Sometimes I’m just not sure what to write about. The boys are older, and they want to keep so much more to themselves. Or, well, I know how I would have felt at 12 to have my mom blabbering on about my antics and cute phrases and ways of problem solving. I would have rolled my eyes and been SO EMBARRASSED if she said too much. So, discussing Jake is difficult for me. I will say, 6th grade has turned out to be much better for him than I ever could have thought. I am relieved…and worried for what 7th grade will bring. But isn’t that always the way?
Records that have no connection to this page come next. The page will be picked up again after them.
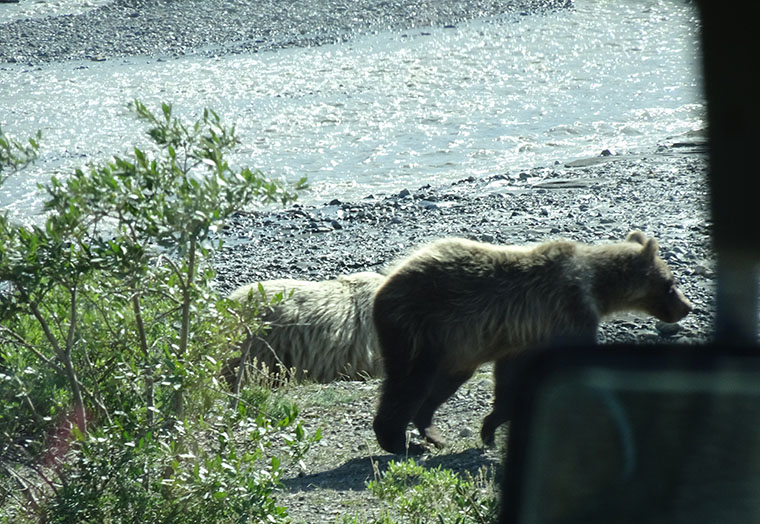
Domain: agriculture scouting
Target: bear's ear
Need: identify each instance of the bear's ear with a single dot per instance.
(650, 249)
(636, 236)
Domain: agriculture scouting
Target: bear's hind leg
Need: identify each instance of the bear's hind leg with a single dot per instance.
(444, 385)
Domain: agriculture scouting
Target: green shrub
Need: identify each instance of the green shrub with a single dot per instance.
(111, 343)
(433, 495)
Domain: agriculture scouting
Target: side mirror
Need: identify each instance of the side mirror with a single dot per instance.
(639, 434)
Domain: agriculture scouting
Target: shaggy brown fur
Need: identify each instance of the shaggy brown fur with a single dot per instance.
(323, 330)
(457, 304)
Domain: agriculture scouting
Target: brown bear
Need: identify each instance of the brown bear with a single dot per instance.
(322, 330)
(457, 304)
Tate is almost 10. TEN! Gaah! Again, when I was 10 there were things that would have made me flush with unease if my mom shared them. Granted, less would have bothered me at 10 than at 12, but it still would have been cringeworthy to hear her talk about some of the changes going on with my body, my brain, my relationships….I could go on. This year, I have heard from several of Tate’s support staff that he is much more engaged, much more talkative, much more….happy. Considering the roller coaster that 4th grade has been, I will take these little victories. This is a big transition year. No longer a *little* kid, not quite a *big* kid…just kind of stuck in limbo. The academic expectations are greater. Parents and teachers, alike, expect more maturity. Independence has been a buzzword all year. And for a kiddo who is not quite at the same developmental level as others, well, independence is hard, yo.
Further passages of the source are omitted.